Поэтому Розальво остановил юношу, взяв его за руку в ту минуту, когда тот собирался уходить и, улыбнувшись, сказал ему:
"Странный ты юноша, клянусь спасением моей души! И будь ты переодетым вице-королем, и то в тебе не было бы больше спеси и гордыни. Все равно, я не хочу когда-нибудь упрекнуть себя в том, что позволил тебе уйти в такую ночь, когда ты рискуешь сломать себе шею или умереть по дороге от голода. Ты внесешь свою плату, раз тебе так хочется. Я ставлю тебе только одно условие: ты положишься на мою порядочность, и, хотя ты во что бы то ни стало хочешь превратить мой дом в таверну, я обещаю не сдирать с тебя чересчур большую цену".
"Хорошо, — спокойным тоном произнес неизвестный, — я опустошу мой кошелек, но никто не скажет, что крестьянин из Сайт*Агаты оказался любезнее и великодушнее меня".
Тогда Розальво провел молодого человека в дом и представил его остальным членам семьи. Незнакомец был принят под этим бедным кровом с таким уважением и такой сердечностью, что вскоре перешел от холодной сдержанности и горького презрения к откровенному излиянию чувств и горячей симпатии.

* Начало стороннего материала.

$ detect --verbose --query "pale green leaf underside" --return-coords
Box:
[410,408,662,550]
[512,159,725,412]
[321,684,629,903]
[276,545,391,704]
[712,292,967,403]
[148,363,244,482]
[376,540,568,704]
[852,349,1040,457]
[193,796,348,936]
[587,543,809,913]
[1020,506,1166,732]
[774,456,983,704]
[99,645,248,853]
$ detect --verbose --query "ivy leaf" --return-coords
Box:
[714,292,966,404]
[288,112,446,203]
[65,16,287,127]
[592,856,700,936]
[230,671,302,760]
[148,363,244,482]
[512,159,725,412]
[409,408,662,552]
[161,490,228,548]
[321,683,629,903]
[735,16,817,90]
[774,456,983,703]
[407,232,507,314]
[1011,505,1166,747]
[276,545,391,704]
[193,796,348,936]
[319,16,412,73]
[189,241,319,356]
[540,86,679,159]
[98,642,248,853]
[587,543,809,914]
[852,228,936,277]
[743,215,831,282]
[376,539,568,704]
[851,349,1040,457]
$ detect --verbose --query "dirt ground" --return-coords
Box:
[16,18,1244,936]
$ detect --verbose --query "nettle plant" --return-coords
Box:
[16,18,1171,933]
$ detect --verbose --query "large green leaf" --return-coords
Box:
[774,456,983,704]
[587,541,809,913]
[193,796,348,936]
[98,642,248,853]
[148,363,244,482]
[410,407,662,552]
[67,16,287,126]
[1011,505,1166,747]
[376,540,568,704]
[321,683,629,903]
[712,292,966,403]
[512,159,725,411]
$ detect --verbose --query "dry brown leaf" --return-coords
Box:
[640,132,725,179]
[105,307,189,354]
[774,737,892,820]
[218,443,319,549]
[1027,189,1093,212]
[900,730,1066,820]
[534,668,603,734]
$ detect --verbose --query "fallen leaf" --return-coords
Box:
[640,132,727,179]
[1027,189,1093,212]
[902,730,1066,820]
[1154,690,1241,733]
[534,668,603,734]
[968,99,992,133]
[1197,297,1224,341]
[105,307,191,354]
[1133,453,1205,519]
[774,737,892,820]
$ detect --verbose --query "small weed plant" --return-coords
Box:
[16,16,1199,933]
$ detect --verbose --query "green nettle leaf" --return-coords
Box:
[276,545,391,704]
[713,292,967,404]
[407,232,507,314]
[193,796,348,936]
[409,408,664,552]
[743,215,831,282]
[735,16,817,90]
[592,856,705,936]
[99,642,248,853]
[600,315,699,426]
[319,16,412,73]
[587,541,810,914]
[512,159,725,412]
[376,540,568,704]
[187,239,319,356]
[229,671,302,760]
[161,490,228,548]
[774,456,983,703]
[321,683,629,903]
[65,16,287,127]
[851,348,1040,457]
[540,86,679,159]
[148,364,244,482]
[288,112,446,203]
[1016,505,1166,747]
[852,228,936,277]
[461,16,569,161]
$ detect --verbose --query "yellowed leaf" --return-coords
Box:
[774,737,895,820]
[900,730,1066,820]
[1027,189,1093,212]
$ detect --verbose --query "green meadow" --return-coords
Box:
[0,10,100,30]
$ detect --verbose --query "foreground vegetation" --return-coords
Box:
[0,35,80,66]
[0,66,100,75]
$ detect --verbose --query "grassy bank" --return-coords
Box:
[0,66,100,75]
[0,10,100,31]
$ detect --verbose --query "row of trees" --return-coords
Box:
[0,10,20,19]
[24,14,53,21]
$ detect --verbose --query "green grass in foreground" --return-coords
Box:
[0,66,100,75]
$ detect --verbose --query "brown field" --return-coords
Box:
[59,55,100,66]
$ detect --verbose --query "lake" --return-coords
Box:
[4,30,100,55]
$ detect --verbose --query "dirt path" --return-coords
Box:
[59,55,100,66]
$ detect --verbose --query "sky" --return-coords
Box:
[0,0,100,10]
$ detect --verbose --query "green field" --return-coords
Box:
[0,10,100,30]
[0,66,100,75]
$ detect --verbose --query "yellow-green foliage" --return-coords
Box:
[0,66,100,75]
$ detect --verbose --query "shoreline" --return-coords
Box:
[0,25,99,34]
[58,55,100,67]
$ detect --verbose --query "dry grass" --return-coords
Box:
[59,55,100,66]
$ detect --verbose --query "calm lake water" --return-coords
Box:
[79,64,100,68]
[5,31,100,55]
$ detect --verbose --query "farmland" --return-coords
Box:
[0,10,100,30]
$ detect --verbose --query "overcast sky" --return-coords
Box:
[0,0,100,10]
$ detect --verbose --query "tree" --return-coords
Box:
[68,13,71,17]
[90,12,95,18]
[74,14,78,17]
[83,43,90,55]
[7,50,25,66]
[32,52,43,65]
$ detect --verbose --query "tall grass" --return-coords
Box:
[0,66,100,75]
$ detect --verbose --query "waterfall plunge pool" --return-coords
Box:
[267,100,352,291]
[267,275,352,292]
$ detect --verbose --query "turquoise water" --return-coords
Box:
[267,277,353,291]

Ему отвели лучшее место за столом. Крестьянин положил гостю лучшие куски, хозяйка налила ему вина, дети окружили его. Если они и обратили внимание на его лохмотья, то только для того, чтобы лучше принять его. Не было ни бестактного шушуканья, ни чрезмерного любопытства, ни назойливых вопросов. Когда юноша говорил, его слушали с интересом; если ему хотелось молчать, к его желанию относились с уважением. Короче говоря, он был настолько очарован таким сердечным и простым приемом, что к концу обеда почувствовал себя как в своей семье.
"Ну, дитя мое! — обратился к нему Розальво серьезно, но без горечи и гнева. — Вы по-прежнему хотите расплатиться, как если бы вы были в кабачке?"
"Простите меня, отец мой! — воскликнул молодой человек, пожимая ему руку, в то время как слезы навернулись у него на глазах. — Я был жесток и несправедлив по отношению к вам. Гордыня моя должна была показаться вам неуместной и смешной, учитывая мое состояние, но я столько страдал в детстве! С юных лет я перенес столько унижений и страданий, что в то время, когда другие только входят в жизнь, я уже хотел покончить с ней. Послу-тайте, мой дорогой хозяин, вы мне сказали, что, будь я самим вице-королем, и тогда во мне не было бы столько спеси и гордыни… Так вот, вы можете счесть меня безумцем, — добавил он, поднося руку ко лбу, — ноя чувствую здесь нечто, что делает меня надменнее королей".